I found this article via Raymond Chen's blog: NTFS Misreports Free Space?. It's very interesting (if you like getting to the bottom of technical things). Incidentally it reminded me of an old question I always had:
Why don't processes which need to read all the files from a given volume (for example AV scanners) use the occupied size to estimate the percent done of the process. Something like this: get the number of bytes occupied on the volume (for example by doing total bytes - free bytes). Now start processing the files one by one, maintaining a sum (using a 64 bit counter) of the processed file sizes. Calculate the percent processed by doing (processed size / total size) * 100. Of course there can be caveats (like files being deleted / created during the process), which you should account for, but in general (IMHO) showing an approximate estimation is better than showing no estimation...

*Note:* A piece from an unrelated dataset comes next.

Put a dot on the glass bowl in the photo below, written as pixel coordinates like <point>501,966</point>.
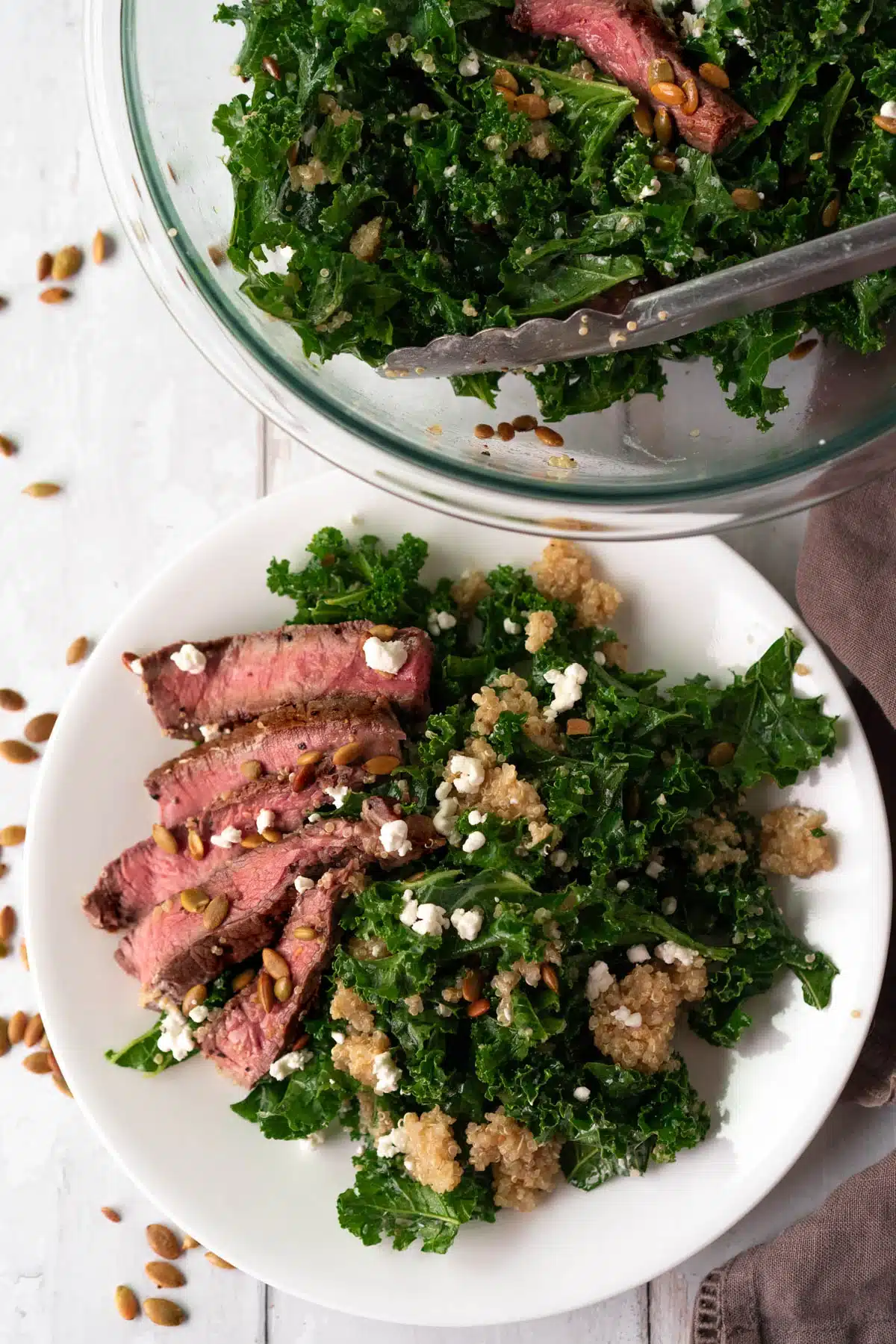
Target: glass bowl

A related problem I was thinking about was "how to find the number of files in a directory without actually enumerating them?". The problem got resolved an other way in the meantime, however here are some starting points which I've found (supposing an NTFS FS on the volume):
There is a FSCTL_GET_NTFS_FILE_RECORD control code for DeviceIoControl. This returns a NTFS_FILE_RECORD_OUTPUT_BUFFER structure which is sparsely documented, however according to "Windows NT(2000) Native API Reference" (search with your favorite search engine to find a PDF of it), you should be able get somehow the DIRECTORY_INDEX structure, from where (probably) finding out the number of entries (which can be either files or directories!) is as simple as dividing the AllocatedSize field by sizeof(DIRECTORY_ENTRY).